Así lo vivimos

¡Feliz cumpleaños, Roger!

Hace 12 años leí por primera vez una escueta biografía de Roger Federer. Ya pintaba para ser una leyenda.

Me di cuenta que había nacido dos días después que yo, el 8 de agosto de 1981. Algo estaba comiendo y casi se me atora en la garganta. Era el número uno del mundo mientras que yo apenas había publicado algunos textos.

Se convirtió, desde entonces, en una motivación. Más que una figura a seguir, una razón para poder explotar todo mi potencial en las actividades de mi vida.
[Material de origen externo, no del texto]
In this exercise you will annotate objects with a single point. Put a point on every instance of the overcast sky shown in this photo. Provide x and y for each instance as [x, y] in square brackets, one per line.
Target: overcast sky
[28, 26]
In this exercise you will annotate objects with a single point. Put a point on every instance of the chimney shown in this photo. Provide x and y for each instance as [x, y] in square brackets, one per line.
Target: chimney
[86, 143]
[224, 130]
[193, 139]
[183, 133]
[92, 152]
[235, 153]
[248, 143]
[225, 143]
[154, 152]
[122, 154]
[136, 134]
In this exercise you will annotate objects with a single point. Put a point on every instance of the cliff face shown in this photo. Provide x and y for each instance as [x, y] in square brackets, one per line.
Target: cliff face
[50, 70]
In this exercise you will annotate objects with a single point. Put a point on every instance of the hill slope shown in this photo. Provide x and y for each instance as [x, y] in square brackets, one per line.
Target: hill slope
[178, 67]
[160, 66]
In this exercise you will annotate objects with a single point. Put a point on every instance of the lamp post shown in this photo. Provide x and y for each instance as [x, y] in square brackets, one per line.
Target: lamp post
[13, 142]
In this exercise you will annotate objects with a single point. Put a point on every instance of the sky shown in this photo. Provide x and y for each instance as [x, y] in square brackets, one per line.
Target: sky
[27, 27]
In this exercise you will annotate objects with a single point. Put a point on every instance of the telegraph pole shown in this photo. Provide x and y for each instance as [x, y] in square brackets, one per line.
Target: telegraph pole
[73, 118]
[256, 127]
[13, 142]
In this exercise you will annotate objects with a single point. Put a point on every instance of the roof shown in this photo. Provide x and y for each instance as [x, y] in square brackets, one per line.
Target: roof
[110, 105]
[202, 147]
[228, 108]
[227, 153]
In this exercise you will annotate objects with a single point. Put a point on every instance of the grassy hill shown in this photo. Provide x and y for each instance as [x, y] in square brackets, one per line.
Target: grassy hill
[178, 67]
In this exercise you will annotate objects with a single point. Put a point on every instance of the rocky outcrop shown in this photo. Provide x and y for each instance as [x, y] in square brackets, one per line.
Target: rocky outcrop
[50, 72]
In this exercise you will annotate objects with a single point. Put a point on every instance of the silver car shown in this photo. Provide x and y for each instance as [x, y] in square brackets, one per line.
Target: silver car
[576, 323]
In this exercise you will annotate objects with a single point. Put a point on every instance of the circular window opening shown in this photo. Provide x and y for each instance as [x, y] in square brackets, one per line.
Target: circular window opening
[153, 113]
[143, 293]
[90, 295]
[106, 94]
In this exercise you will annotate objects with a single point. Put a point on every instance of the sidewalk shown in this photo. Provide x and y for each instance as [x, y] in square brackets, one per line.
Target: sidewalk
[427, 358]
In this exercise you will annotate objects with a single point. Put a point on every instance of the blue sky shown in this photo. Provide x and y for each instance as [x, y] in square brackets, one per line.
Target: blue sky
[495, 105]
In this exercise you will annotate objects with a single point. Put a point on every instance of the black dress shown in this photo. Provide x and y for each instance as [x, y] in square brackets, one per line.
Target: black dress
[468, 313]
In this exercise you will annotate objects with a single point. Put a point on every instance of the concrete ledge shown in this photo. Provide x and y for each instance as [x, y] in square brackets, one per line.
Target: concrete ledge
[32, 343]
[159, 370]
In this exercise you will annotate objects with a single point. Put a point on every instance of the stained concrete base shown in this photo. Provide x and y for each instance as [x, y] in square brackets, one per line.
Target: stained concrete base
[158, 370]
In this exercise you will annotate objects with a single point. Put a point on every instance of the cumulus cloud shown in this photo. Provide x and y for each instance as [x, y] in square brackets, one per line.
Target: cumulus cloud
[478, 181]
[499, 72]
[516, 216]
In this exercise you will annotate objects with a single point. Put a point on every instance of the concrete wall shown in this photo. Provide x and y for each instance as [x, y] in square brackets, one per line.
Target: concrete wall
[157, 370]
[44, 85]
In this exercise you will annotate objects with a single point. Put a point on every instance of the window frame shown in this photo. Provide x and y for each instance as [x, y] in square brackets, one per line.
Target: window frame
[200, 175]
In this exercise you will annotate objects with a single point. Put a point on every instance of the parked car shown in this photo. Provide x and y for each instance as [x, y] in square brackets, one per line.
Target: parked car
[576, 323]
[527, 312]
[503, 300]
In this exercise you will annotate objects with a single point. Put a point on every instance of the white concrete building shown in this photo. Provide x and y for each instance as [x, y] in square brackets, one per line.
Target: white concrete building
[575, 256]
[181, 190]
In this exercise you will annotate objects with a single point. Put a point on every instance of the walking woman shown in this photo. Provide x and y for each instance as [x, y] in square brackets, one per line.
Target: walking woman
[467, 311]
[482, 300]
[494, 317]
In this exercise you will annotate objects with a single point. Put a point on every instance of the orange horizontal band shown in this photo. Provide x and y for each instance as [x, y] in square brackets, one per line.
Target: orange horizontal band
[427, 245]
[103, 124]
Decir que cumplí el objetivo sería mentir, me falta mucho camino por recorrer y aquel que se atreva a decir que es el Roger Federer del periodismo deportivo estará mintiendo, pocos seres humanos alcanzan ese nivel, en cualquier actividad.

En Beijing cubrí mis primeros Juegos Olímpicos, arrancaron justo el día de su cumpleaños y ahí mismo perdió el número uno del mundo ante Rafael Nadal, que se quedó el oro en singles. Federer tuvo que conformarse con jugar el dobles junto a Stanislas Wawrinka. En un estadio medio vacío, con muchos menos reporteros de los que se esperaría, ambos lloraron durante el festejo y toda la premiación tras la final.

El hombre que lo había ganado todo estaba feliz como un niño de tener un oro, aunque fueran los menospreciados dobles. Aprendí entonces lo que significaba ser campeón olímpico, va mucho más allá del dinero y la atención mediática que a él ya le sobraba.

Llegué a Londres esperando ver eso de nuevo, tal vez con el oro de singles, pero tuvo una final irreconocible ante Andy Murray en Wembley y el regalo de cumpleaños fue de plata. Al menos pude hacerle un par de preguntas tras muchas horas de espera de conferencias de prensa.

Federer no va a Río, la medalla de singles ya no llegará en su carrera y debo reconocer que me hubiera gustado verlo cerrar el ciclo.

No soy tenista y me falta mucho para ser el número uno en algo, pero gracias por la inspiración y ¡feliz cumpleaños!